Alessandro Michele in at Valentino. Dries Van Noten Out At His Own Label. Is Fashion Entering a Vibe Shift?

Looking back at the last century, we can identify these fashion vibe shifts—a term coined in 2022 by Sean Monahan, a trend forecaster—as special moments where the view of a designer or a group of designers aligns perfectly with the preoccupations of society and culture at large. Think Mary Quant’s miniskirts and hot pants in the 1960s as young people rebelled against the status quo or Claude Montana’s power suits as women entered the workforce en masse in the 1980s. The industry last experienced such a change almost a decade ago, when Michele showed his first Gucci collection for the fall 2015 menswear season, followed by Demna’s debut at Balenciaga the following year. Both designers were relative unknowns at the time. Michele had spent 13 years at the Italian brand, working his way up to become head of accessories, when he was famously asked to put together a menswear collection in five days after Gucci’s creative director, Frida Giannini, departed her post earlier than planned. The resulting collection of silk pussy-bow blouses and fur-lined mules, modeled by androgynous-looking men with long hair, kicked off the trend of genderless fashion that became one of the defining characteristics of 2010s style. Demna—who back then went by his full name, Demna Gvasalia—was the leader of a collective of designers responsible for Vetements, whose conceptual rethinking of everyday garments and dramatic silhouettes sent a jolt of electricity throughout the industry. Vetements had three collections to its name when Kering tapped the designer and both legitimized and amplified his anarchic point of view. Demna added new words like pantaboots to our vocabulary, a neverending supply of ironic logos emblazoned across clothes and accessories, and the idea that a jacket can never be too oversized nor its shoulders too wide.

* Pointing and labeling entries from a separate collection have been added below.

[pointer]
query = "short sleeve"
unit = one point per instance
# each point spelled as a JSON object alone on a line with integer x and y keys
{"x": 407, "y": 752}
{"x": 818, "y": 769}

Looking back, we can describe the moment as the beginning of an auteur era, where new ideas introduced by outsiders completely changed the way people—all people, beyond the fashion cognoscenti—dressed, as their clothes made their way not only to mass retail stores but also became embedded in the identity politics of our time. Most importantly, they opened up the discussion about the meaning of clothes themselves, exploding gender and class signifiers as a way to break with society’s expectations.